Bigfix ROOT API webui-sites no longer working

Hi,
The WebUI connects to the Root Server (on port 52315) using HTTPs and authenticate using a client certificate.
From your investigation, we can read

schannel: disabled automatic use of client certificate

that suggests to be the root cause. I suppose the changes are coming from a Windows Policy. Some google search might help.

Hello the schannel message is generic, due to windows being the test machine I am testing for the proof of failure.
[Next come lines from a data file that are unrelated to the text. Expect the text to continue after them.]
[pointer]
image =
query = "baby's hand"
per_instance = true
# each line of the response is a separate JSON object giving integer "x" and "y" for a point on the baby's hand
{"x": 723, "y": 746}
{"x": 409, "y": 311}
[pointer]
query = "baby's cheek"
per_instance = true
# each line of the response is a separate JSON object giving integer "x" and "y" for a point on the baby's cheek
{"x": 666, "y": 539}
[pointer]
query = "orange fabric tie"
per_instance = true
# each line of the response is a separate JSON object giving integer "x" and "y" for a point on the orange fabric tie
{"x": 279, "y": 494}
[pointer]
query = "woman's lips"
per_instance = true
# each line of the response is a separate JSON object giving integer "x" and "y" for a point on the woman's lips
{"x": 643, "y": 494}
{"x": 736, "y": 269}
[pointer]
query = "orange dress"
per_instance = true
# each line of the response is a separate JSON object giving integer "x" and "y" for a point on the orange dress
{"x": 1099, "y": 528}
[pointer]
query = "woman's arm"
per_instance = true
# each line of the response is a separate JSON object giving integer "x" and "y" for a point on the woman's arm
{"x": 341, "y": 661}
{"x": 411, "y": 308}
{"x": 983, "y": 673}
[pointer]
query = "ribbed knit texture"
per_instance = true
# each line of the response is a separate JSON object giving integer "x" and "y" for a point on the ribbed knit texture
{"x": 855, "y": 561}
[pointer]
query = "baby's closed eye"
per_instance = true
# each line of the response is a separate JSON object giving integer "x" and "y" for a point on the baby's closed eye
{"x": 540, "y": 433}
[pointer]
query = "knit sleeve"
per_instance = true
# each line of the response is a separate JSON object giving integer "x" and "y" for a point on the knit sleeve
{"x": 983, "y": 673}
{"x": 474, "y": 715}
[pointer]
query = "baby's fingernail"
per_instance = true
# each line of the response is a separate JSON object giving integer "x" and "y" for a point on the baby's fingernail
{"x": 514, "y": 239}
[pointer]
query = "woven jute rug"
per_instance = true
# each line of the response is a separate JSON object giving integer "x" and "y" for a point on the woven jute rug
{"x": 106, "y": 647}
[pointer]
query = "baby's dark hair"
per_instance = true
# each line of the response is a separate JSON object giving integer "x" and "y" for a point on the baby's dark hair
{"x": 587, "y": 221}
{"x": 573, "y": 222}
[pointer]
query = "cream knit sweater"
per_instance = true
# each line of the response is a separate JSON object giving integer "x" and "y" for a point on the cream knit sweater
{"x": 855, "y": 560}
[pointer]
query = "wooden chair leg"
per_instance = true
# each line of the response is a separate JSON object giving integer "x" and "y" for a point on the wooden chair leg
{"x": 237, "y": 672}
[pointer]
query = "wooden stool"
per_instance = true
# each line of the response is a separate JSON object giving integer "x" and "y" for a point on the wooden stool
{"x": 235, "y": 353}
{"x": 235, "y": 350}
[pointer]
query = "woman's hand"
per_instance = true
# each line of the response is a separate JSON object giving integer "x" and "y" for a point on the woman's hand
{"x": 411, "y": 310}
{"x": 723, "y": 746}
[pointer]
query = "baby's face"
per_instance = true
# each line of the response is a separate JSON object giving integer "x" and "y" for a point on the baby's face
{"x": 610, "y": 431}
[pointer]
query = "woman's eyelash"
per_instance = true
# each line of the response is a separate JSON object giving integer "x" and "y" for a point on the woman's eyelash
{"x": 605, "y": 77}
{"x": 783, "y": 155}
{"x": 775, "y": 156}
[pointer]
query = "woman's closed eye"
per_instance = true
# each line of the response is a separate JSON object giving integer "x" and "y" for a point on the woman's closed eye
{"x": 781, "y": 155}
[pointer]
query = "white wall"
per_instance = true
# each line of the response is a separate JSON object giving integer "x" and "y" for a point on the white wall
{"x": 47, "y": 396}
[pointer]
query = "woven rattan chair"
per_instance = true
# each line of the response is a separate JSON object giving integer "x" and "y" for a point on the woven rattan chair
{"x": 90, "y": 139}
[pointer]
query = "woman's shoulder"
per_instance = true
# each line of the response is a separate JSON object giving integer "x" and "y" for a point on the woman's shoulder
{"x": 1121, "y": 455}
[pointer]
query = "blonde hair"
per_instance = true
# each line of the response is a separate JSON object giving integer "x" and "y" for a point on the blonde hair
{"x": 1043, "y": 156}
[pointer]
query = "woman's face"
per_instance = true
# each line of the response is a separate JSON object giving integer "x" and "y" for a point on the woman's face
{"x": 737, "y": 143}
Normally, regardless of if you provide the certificate or not, windows OR linux the webui-sites section will respond immediately OR reject (since in my tests I am not providing the certificate), in this case it just “hangs” until the default timeout occurs.

This is my issue, why is the specific subsite for webui hanging? How can I reset it’s status?
Any help would be great.

googling schannel: disabled automatic use of client certificate will provide no insight, this is specific to WEBUI subsite running on the bigfix root server.

In which log are you seeing those messages?

Hi Jason,

in terms of logs we only have the service-wrapper log that tries to connect endlessly without success, it took awhile to figure out what was actually happening as we originally did telnet tests to the specific port from the webui host with success:

Tue, 01 Aug 2023 08:28:15 -0400 – [WebUI] Failed to update service application: HTTP Error 28: Timeout was reached: SSL connection timeout
Tue, 01 Aug 2023 08:29:15 -0400 – [WebUI] Stopping WebUI service app
Tue, 01 Aug 2023 08:30:11 -0400 – [WebUI] Failed to update service application: HTTP Error 28: Timeout was reached: SSL connection timeout
Tue, 01 Aug 2023 08:31:12 -0400 – [WebUI] Stopping WebUI service app
Tue, 01 Aug 2023 08:32:08 -0400 – [WebUI] Failed to update service application: HTTP Error 28: Timeout was reached: SSL connection timeout
Tue, 01 Aug 2023 08:33:09 -0400 – [WebUI] Stopping WebUI service app
Tue, 01 Aug 2023 08:34:09 -0400 – [WebUI] Failed to update service application: HTTP Error 28: Timeout was reached: SSL connection timeout
Tue, 01 Aug 2023 08:35:10 -0400 – [WebUI] Stopping WebUI service app
Tue, 01 Aug 2023 08:36:06 -0400 – [WebUI] Failed to update service application: HTTP Error 28: Timeout was reached: SSL connection timeout
Tue, 01 Aug 2023 08:37:06 -0400 – [WebUI] Stopping WebUI service app
Tue, 01 Aug 2023 08:38:00 -0400 – [WebUI] Failed to update service application: HTTP Error 28: Timeout was reached: SSL connection timeout
Tue, 01 Aug 2023 08:39:00 -0400 – [WebUI] Stopping WebUI service app
Tue, 01 Aug 2023 08:40:03 -0400 – [WebUI] Failed to update service application: HTTP Error 28: Timeout was reached: SSL connection timeout
Tue, 01 Aug 2023 08:41:04 -0400 – [WebUI] Stopping WebUI service app

This was triggered by a reboot of the root server.
While this issue persists, accessing 52311/api is fine and webreports is also functioning correctly.

image

From testing on a working environment this should not roll until triggering a timeout but should simply reject the connection, so it seems specifcally /webui-sites is currently hanging

Ah, ok,I suspected that was just curl output but didn’t want to write much more until I was sure.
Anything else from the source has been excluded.